Surgical treatment of congenital common bile duct cysts

  Choledochal cystectomy can stop the reflux of intestinal and pancreatic fluid and prevent the cyst from becoming cancerous. A reasonable procedure to cure the cyst should be cystectomy. Cystectomy used to be considered a difficult and dangerous operation, and operators often abandoned cystectomy and rashly performed internal drainage because of the huge cyst, the difficulty of handling the lower end or the history of multiple biliary tract operations and severe local inflammatory adhesions.

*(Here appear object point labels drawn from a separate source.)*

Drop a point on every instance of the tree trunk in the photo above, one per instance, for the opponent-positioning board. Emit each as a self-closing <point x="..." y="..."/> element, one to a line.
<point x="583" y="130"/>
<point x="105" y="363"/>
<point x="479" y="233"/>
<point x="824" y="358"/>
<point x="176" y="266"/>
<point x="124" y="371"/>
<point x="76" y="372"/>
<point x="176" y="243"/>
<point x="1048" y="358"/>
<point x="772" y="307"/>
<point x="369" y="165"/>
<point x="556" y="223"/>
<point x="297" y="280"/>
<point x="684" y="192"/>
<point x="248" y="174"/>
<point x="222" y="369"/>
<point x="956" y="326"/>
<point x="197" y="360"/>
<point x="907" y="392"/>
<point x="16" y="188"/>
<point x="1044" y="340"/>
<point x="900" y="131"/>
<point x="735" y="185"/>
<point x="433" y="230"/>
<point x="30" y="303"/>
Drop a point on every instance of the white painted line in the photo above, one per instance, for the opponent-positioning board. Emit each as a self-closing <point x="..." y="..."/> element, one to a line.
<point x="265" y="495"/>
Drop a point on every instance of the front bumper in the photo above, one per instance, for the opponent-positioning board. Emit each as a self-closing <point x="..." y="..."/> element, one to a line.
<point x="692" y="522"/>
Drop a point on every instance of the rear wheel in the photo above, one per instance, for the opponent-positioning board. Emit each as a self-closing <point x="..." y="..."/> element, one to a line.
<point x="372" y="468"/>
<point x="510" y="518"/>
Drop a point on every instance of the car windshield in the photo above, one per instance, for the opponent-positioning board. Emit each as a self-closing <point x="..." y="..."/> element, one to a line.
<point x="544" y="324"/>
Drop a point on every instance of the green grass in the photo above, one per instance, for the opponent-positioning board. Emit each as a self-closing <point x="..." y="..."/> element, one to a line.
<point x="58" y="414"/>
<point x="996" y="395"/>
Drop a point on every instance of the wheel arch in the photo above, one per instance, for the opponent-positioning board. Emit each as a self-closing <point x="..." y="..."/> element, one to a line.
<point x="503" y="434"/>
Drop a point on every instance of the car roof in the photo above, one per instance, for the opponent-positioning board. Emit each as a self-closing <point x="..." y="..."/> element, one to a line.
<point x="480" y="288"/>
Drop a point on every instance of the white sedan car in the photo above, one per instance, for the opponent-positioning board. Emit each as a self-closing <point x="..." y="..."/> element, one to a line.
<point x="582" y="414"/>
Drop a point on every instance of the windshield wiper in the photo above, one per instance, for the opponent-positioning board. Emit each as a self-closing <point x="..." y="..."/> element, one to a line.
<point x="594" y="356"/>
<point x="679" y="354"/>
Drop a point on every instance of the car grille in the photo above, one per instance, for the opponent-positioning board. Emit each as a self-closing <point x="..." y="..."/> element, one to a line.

The main points of surgical treatment for congenital common bile duct cyst: 1. Preoperative ERCP or MRI examination, intraoperative cystogram and amylase (AMS) measurement of cyst fluid if necessary, to understand whether there is also intrahepatic bile duct cyst, lower biliopancreatic duct confluence and determine whether there is pancreatic reflux. 2.  2. When stripping the common bile duct, the vessels should be avoided, starting from easier places first, and really separating to the vicinity of the portal vein, where the tissues are relatively loose and the anatomical relationships are clear, and usually no blood vessels will be accidentally injured. The cyst should be stripped and transected, and then just like stripping the hernia sac, the cyst should be dissected and freed towards the porta hepatis and distal end respectively, and the cyst wall should be removed as clean as possible to prevent cancer. Intracapsular resection, that is, if it is difficult to peel the cyst, in order to prevent damage to portal vein and hepatic artery, only the inner membrane can be peeled off when removing the posterior wall; or saline can be injected first between the inner and outer layers to make the peeling more convenient.  3. Treatment of distal stenosis: for long stenosis, it is enough to transect it. If the stenosis is short, there is a possibility of damaging the pancreatic duct, so the cyst can be cut open first and a probe can be inserted to help orientation. After cyst removal, the biliopancreatic fluid has been shunted and the cause of chronic irritation of the bile duct no longer exists, so the chance of malignancy of the residual cyst wall can be greatly reduced.